La parole de l'enfant prévaut
Si je ne doutais pas un instant de la parole de Vanessa lorsqu’elle s’adressa à moi, l’indignation sincère du père distilla le doute. L’incertitude me gagna. Je m’en ouvris à mon chef de service et nous décidâmes que la parole de l’enfant prévalait, véridique au sens du réel ou fantasmagorique, elle témoignait quoi qu’il en soit d’une souffrance qu’il convenait de porter auprès du juge compétent. Je fis une note au juge des enfants relatant la parole de Vanessa et celle de son père et sollicitais une audience dans les plus brefs délais. La magistrate, très réactive, convoqua rapidement et quelques jours plus tard, le père, Vanessa et moi, sommes dans son cabinet au palais de justice.

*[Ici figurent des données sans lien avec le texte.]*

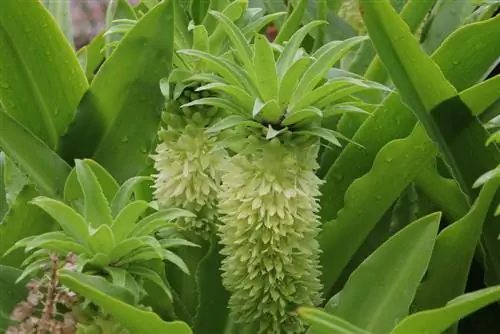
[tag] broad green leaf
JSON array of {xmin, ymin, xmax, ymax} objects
[
  {"xmin": 278, "ymin": 57, "xmax": 314, "ymax": 108},
  {"xmin": 111, "ymin": 176, "xmax": 151, "ymax": 218},
  {"xmin": 31, "ymin": 197, "xmax": 89, "ymax": 245},
  {"xmin": 329, "ymin": 213, "xmax": 441, "ymax": 334},
  {"xmin": 61, "ymin": 0, "xmax": 174, "ymax": 183},
  {"xmin": 88, "ymin": 224, "xmax": 116, "ymax": 254},
  {"xmin": 207, "ymin": 0, "xmax": 246, "ymax": 54},
  {"xmin": 209, "ymin": 10, "xmax": 255, "ymax": 73},
  {"xmin": 42, "ymin": 0, "xmax": 74, "ymax": 47},
  {"xmin": 0, "ymin": 265, "xmax": 28, "ymax": 332},
  {"xmin": 295, "ymin": 128, "xmax": 342, "ymax": 146},
  {"xmin": 415, "ymin": 159, "xmax": 469, "ymax": 221},
  {"xmin": 0, "ymin": 110, "xmax": 70, "ymax": 197},
  {"xmin": 127, "ymin": 266, "xmax": 173, "ymax": 302},
  {"xmin": 76, "ymin": 33, "xmax": 105, "ymax": 83},
  {"xmin": 196, "ymin": 82, "xmax": 254, "ymax": 110},
  {"xmin": 60, "ymin": 271, "xmax": 192, "ymax": 334},
  {"xmin": 321, "ymin": 11, "xmax": 500, "ymax": 292},
  {"xmin": 361, "ymin": 2, "xmax": 486, "ymax": 192},
  {"xmin": 104, "ymin": 0, "xmax": 137, "ymax": 58},
  {"xmin": 75, "ymin": 159, "xmax": 113, "ymax": 228},
  {"xmin": 111, "ymin": 201, "xmax": 149, "ymax": 242},
  {"xmin": 274, "ymin": 0, "xmax": 308, "ymax": 44},
  {"xmin": 297, "ymin": 307, "xmax": 370, "ymax": 334},
  {"xmin": 109, "ymin": 238, "xmax": 147, "ymax": 262},
  {"xmin": 0, "ymin": 185, "xmax": 55, "ymax": 267},
  {"xmin": 291, "ymin": 36, "xmax": 366, "ymax": 104},
  {"xmin": 163, "ymin": 249, "xmax": 189, "ymax": 275},
  {"xmin": 422, "ymin": 0, "xmax": 475, "ymax": 53},
  {"xmin": 191, "ymin": 25, "xmax": 210, "ymax": 52},
  {"xmin": 253, "ymin": 35, "xmax": 278, "ymax": 102},
  {"xmin": 191, "ymin": 0, "xmax": 212, "ymax": 24},
  {"xmin": 130, "ymin": 208, "xmax": 196, "ymax": 237},
  {"xmin": 391, "ymin": 286, "xmax": 500, "ymax": 334},
  {"xmin": 64, "ymin": 159, "xmax": 119, "ymax": 215},
  {"xmin": 276, "ymin": 21, "xmax": 325, "ymax": 78},
  {"xmin": 412, "ymin": 178, "xmax": 499, "ymax": 311},
  {"xmin": 0, "ymin": 0, "xmax": 88, "ymax": 149},
  {"xmin": 319, "ymin": 126, "xmax": 438, "ymax": 291},
  {"xmin": 365, "ymin": 0, "xmax": 436, "ymax": 83},
  {"xmin": 460, "ymin": 75, "xmax": 500, "ymax": 116},
  {"xmin": 205, "ymin": 115, "xmax": 264, "ymax": 134}
]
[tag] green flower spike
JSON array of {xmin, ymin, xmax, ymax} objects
[
  {"xmin": 179, "ymin": 11, "xmax": 392, "ymax": 334},
  {"xmin": 152, "ymin": 0, "xmax": 285, "ymax": 239}
]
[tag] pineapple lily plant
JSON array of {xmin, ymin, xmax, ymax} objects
[{"xmin": 0, "ymin": 0, "xmax": 500, "ymax": 334}]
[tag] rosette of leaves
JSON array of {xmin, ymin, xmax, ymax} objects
[
  {"xmin": 6, "ymin": 160, "xmax": 196, "ymax": 303},
  {"xmin": 149, "ymin": 1, "xmax": 285, "ymax": 239},
  {"xmin": 179, "ymin": 11, "xmax": 392, "ymax": 333}
]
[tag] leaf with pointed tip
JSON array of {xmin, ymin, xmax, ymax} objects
[
  {"xmin": 329, "ymin": 213, "xmax": 441, "ymax": 333},
  {"xmin": 88, "ymin": 224, "xmax": 116, "ymax": 255},
  {"xmin": 278, "ymin": 57, "xmax": 314, "ymax": 108},
  {"xmin": 64, "ymin": 159, "xmax": 118, "ymax": 215},
  {"xmin": 253, "ymin": 35, "xmax": 278, "ymax": 102},
  {"xmin": 111, "ymin": 176, "xmax": 152, "ymax": 218},
  {"xmin": 205, "ymin": 115, "xmax": 265, "ymax": 134},
  {"xmin": 390, "ymin": 286, "xmax": 500, "ymax": 334},
  {"xmin": 196, "ymin": 82, "xmax": 253, "ymax": 110},
  {"xmin": 31, "ymin": 197, "xmax": 89, "ymax": 245},
  {"xmin": 243, "ymin": 12, "xmax": 286, "ymax": 39},
  {"xmin": 209, "ymin": 10, "xmax": 255, "ymax": 77},
  {"xmin": 109, "ymin": 238, "xmax": 147, "ymax": 263},
  {"xmin": 282, "ymin": 107, "xmax": 323, "ymax": 126},
  {"xmin": 127, "ymin": 265, "xmax": 173, "ymax": 303},
  {"xmin": 130, "ymin": 208, "xmax": 196, "ymax": 237},
  {"xmin": 206, "ymin": 0, "xmax": 248, "ymax": 54},
  {"xmin": 60, "ymin": 270, "xmax": 192, "ymax": 334},
  {"xmin": 276, "ymin": 21, "xmax": 326, "ymax": 78},
  {"xmin": 291, "ymin": 36, "xmax": 366, "ymax": 104},
  {"xmin": 111, "ymin": 201, "xmax": 149, "ymax": 242},
  {"xmin": 75, "ymin": 159, "xmax": 113, "ymax": 228},
  {"xmin": 163, "ymin": 249, "xmax": 189, "ymax": 275},
  {"xmin": 297, "ymin": 307, "xmax": 370, "ymax": 334}
]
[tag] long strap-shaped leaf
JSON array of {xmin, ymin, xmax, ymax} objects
[
  {"xmin": 0, "ymin": 0, "xmax": 88, "ymax": 149},
  {"xmin": 360, "ymin": 0, "xmax": 487, "ymax": 193},
  {"xmin": 61, "ymin": 0, "xmax": 174, "ymax": 183},
  {"xmin": 0, "ymin": 111, "xmax": 70, "ymax": 197}
]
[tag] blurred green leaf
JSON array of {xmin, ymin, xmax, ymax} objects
[
  {"xmin": 0, "ymin": 185, "xmax": 55, "ymax": 267},
  {"xmin": 42, "ymin": 0, "xmax": 74, "ymax": 47},
  {"xmin": 0, "ymin": 0, "xmax": 88, "ymax": 149},
  {"xmin": 0, "ymin": 152, "xmax": 9, "ymax": 222},
  {"xmin": 75, "ymin": 159, "xmax": 113, "ymax": 228},
  {"xmin": 0, "ymin": 265, "xmax": 28, "ymax": 332},
  {"xmin": 412, "ymin": 172, "xmax": 500, "ymax": 318},
  {"xmin": 328, "ymin": 213, "xmax": 441, "ymax": 334},
  {"xmin": 60, "ymin": 271, "xmax": 192, "ymax": 334},
  {"xmin": 422, "ymin": 0, "xmax": 475, "ymax": 53},
  {"xmin": 61, "ymin": 0, "xmax": 174, "ymax": 182},
  {"xmin": 297, "ymin": 307, "xmax": 370, "ymax": 334},
  {"xmin": 391, "ymin": 286, "xmax": 500, "ymax": 334},
  {"xmin": 0, "ymin": 111, "xmax": 70, "ymax": 197}
]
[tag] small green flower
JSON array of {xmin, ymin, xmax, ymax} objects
[
  {"xmin": 178, "ymin": 11, "xmax": 387, "ymax": 334},
  {"xmin": 219, "ymin": 137, "xmax": 322, "ymax": 333},
  {"xmin": 153, "ymin": 96, "xmax": 226, "ymax": 236}
]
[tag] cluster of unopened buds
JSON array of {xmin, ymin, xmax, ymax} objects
[{"xmin": 5, "ymin": 253, "xmax": 78, "ymax": 334}]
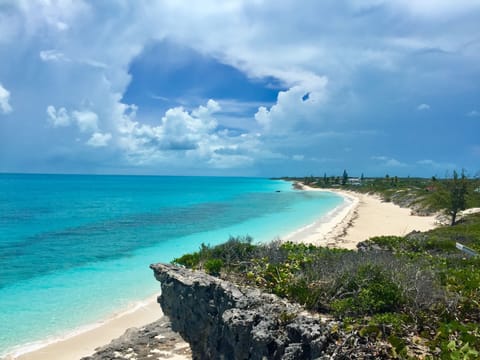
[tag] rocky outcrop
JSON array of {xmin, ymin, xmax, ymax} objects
[
  {"xmin": 150, "ymin": 264, "xmax": 338, "ymax": 360},
  {"xmin": 82, "ymin": 317, "xmax": 192, "ymax": 360}
]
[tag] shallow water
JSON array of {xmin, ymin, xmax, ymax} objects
[{"xmin": 0, "ymin": 174, "xmax": 344, "ymax": 356}]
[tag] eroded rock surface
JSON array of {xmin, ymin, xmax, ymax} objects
[
  {"xmin": 82, "ymin": 317, "xmax": 192, "ymax": 360},
  {"xmin": 151, "ymin": 264, "xmax": 338, "ymax": 360}
]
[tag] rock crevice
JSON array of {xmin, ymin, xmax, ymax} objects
[{"xmin": 151, "ymin": 264, "xmax": 338, "ymax": 360}]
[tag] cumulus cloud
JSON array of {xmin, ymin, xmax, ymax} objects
[
  {"xmin": 47, "ymin": 105, "xmax": 70, "ymax": 127},
  {"xmin": 0, "ymin": 83, "xmax": 13, "ymax": 114},
  {"xmin": 87, "ymin": 132, "xmax": 112, "ymax": 147},
  {"xmin": 417, "ymin": 159, "xmax": 456, "ymax": 170},
  {"xmin": 72, "ymin": 110, "xmax": 98, "ymax": 132},
  {"xmin": 371, "ymin": 156, "xmax": 407, "ymax": 167},
  {"xmin": 40, "ymin": 49, "xmax": 70, "ymax": 61},
  {"xmin": 116, "ymin": 100, "xmax": 258, "ymax": 169},
  {"xmin": 0, "ymin": 0, "xmax": 480, "ymax": 173},
  {"xmin": 255, "ymin": 74, "xmax": 328, "ymax": 133},
  {"xmin": 417, "ymin": 104, "xmax": 430, "ymax": 111}
]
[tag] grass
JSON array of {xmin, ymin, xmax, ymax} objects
[{"xmin": 174, "ymin": 214, "xmax": 480, "ymax": 359}]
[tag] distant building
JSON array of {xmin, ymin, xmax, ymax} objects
[{"xmin": 347, "ymin": 178, "xmax": 362, "ymax": 186}]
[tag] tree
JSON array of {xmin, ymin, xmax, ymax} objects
[
  {"xmin": 342, "ymin": 170, "xmax": 348, "ymax": 185},
  {"xmin": 437, "ymin": 170, "xmax": 468, "ymax": 226}
]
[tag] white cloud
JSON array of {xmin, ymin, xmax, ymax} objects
[
  {"xmin": 255, "ymin": 74, "xmax": 328, "ymax": 134},
  {"xmin": 47, "ymin": 105, "xmax": 70, "ymax": 127},
  {"xmin": 72, "ymin": 110, "xmax": 98, "ymax": 132},
  {"xmin": 40, "ymin": 49, "xmax": 70, "ymax": 61},
  {"xmin": 0, "ymin": 83, "xmax": 13, "ymax": 114},
  {"xmin": 0, "ymin": 0, "xmax": 480, "ymax": 173},
  {"xmin": 417, "ymin": 159, "xmax": 456, "ymax": 170},
  {"xmin": 87, "ymin": 132, "xmax": 112, "ymax": 147},
  {"xmin": 371, "ymin": 156, "xmax": 407, "ymax": 167},
  {"xmin": 116, "ymin": 100, "xmax": 258, "ymax": 169},
  {"xmin": 417, "ymin": 104, "xmax": 430, "ymax": 111}
]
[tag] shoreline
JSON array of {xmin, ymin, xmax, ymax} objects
[
  {"xmin": 7, "ymin": 295, "xmax": 163, "ymax": 360},
  {"xmin": 9, "ymin": 184, "xmax": 436, "ymax": 360},
  {"xmin": 286, "ymin": 184, "xmax": 439, "ymax": 250}
]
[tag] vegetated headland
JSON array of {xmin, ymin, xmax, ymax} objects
[
  {"xmin": 22, "ymin": 171, "xmax": 480, "ymax": 359},
  {"xmin": 167, "ymin": 171, "xmax": 480, "ymax": 359}
]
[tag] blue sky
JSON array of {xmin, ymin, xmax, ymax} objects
[{"xmin": 0, "ymin": 0, "xmax": 480, "ymax": 176}]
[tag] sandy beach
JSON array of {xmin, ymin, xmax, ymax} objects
[
  {"xmin": 12, "ymin": 187, "xmax": 436, "ymax": 360},
  {"xmin": 286, "ymin": 185, "xmax": 438, "ymax": 249},
  {"xmin": 10, "ymin": 297, "xmax": 163, "ymax": 360}
]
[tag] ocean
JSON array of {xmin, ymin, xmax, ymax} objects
[{"xmin": 0, "ymin": 174, "xmax": 344, "ymax": 357}]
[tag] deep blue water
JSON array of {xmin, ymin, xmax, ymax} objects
[{"xmin": 0, "ymin": 174, "xmax": 343, "ymax": 356}]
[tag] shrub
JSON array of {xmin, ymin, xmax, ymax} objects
[
  {"xmin": 203, "ymin": 259, "xmax": 223, "ymax": 276},
  {"xmin": 332, "ymin": 264, "xmax": 403, "ymax": 316}
]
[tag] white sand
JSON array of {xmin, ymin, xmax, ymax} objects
[
  {"xmin": 12, "ymin": 187, "xmax": 436, "ymax": 360},
  {"xmin": 7, "ymin": 297, "xmax": 163, "ymax": 360},
  {"xmin": 286, "ymin": 186, "xmax": 438, "ymax": 249}
]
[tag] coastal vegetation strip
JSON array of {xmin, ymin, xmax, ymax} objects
[{"xmin": 174, "ymin": 214, "xmax": 480, "ymax": 359}]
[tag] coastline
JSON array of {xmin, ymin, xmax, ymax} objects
[
  {"xmin": 4, "ymin": 295, "xmax": 163, "ymax": 360},
  {"xmin": 286, "ymin": 184, "xmax": 438, "ymax": 250},
  {"xmin": 10, "ymin": 185, "xmax": 436, "ymax": 360}
]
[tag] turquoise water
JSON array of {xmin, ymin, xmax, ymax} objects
[{"xmin": 0, "ymin": 174, "xmax": 343, "ymax": 356}]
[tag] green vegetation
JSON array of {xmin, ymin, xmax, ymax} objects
[
  {"xmin": 174, "ymin": 212, "xmax": 480, "ymax": 359},
  {"xmin": 287, "ymin": 170, "xmax": 480, "ymax": 225}
]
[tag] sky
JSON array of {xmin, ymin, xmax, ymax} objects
[{"xmin": 0, "ymin": 0, "xmax": 480, "ymax": 177}]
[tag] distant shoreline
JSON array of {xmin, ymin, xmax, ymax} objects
[
  {"xmin": 288, "ymin": 183, "xmax": 439, "ymax": 250},
  {"xmin": 7, "ymin": 183, "xmax": 436, "ymax": 360}
]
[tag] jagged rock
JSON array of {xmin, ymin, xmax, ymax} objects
[
  {"xmin": 150, "ymin": 264, "xmax": 336, "ymax": 360},
  {"xmin": 82, "ymin": 317, "xmax": 192, "ymax": 360}
]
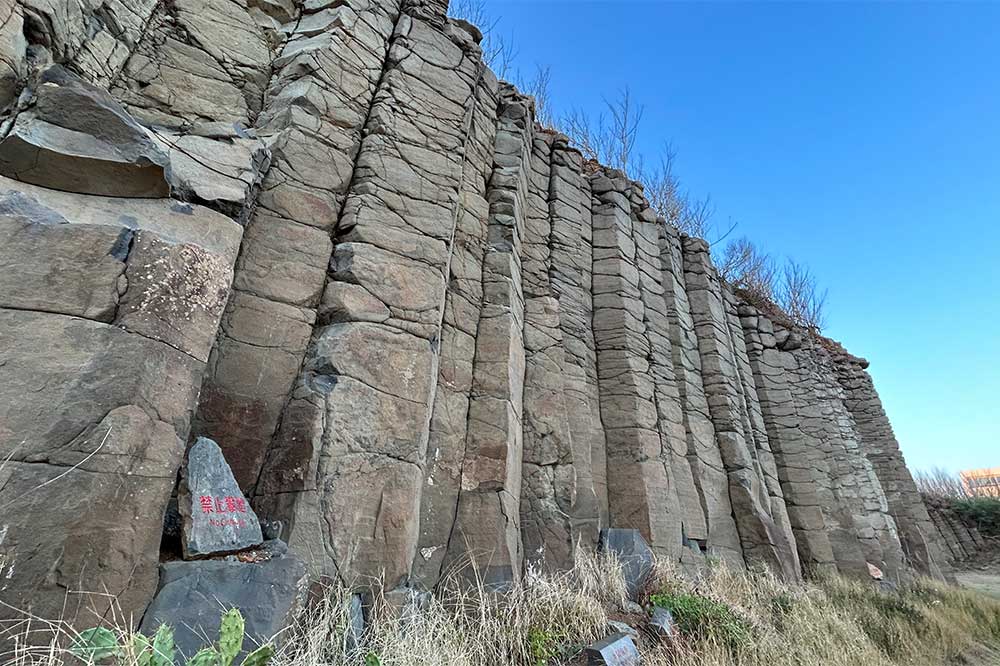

« Je me suis griffée toute seule »
Vanessa, d’abord reçue seule, se rétracte immédiatement : « J’ai menti. C’est pas vrai ce que j’ai dit, papa il sort pas la ceinture pour taper. » « Pourquoi inventer de tels actes s'ils n’ont pas eu lieu ? », questionne la juge. Vanessa fait la moue, hausse les épaules : « Je sais pas, pour raconter quelque chose. » « Et les marques ? », insiste la magistrate avec douceur. Vanessa rit, amusée, convaincante : « Me suis griffée toute seule, c’est rigolo, ça laisse des rayures sur ma peau ».
« Papa est gentil »
Le père rejoint l’audience, la juge verbalise clairement l’interdit de la violence et le père clame ce qu’il m’a déjà dit avec la même sincérité scandalisée. Vanessa assise dans son fauteuil, trop petite pour toucher le sol, balance ses pieds l’un après l’autre en fixant le mur et réitère en présence de son père, ses dénégations : « J’ai menti, c’est pas vrai que papa y tape, papa il est gentil ! »
Que faire ?
J’entends Vanessa revenir sur ses propos, j’observe la juge décontenancée, hésiter. Évidemment après presque sept ans de placement, constater aussi rapidement l'échec de l’accueil de cette fillette chez son père et de tout le travail mené dans cette direction n’est pas aisé. La mère gravement défaillante, sans autres relais familiaux, seul reste le père pour Vanessa. Tous les efforts ont été déployés pour qu’il s’investisse, prononcer un nouveau placement est une lourde responsabilité qui sonnerait vraisemblablement le glas de tout retour en famille pour cette enfant encore si jeune.
Intime conviction
Mon intime conviction est que cette gamine dit vrai, la première fois, quelque chose dans la clarté de ses yeux noirs, le tremblement de sa voix pointue, m'a plus que convaincue, saisie. Mais l’éclat d’un regard et l’intonation d’une voix enfantine est une preuve judiciairement contestable et difficilement vérifiable ! L’audience s'achève, Monsieur D et sa fille quittent le palais de justice. Je vois la gamine trottiner derrière les grands pas de son père visiblement énervé et s’accrocher au pan de sa veste qu’elle attrape au vol.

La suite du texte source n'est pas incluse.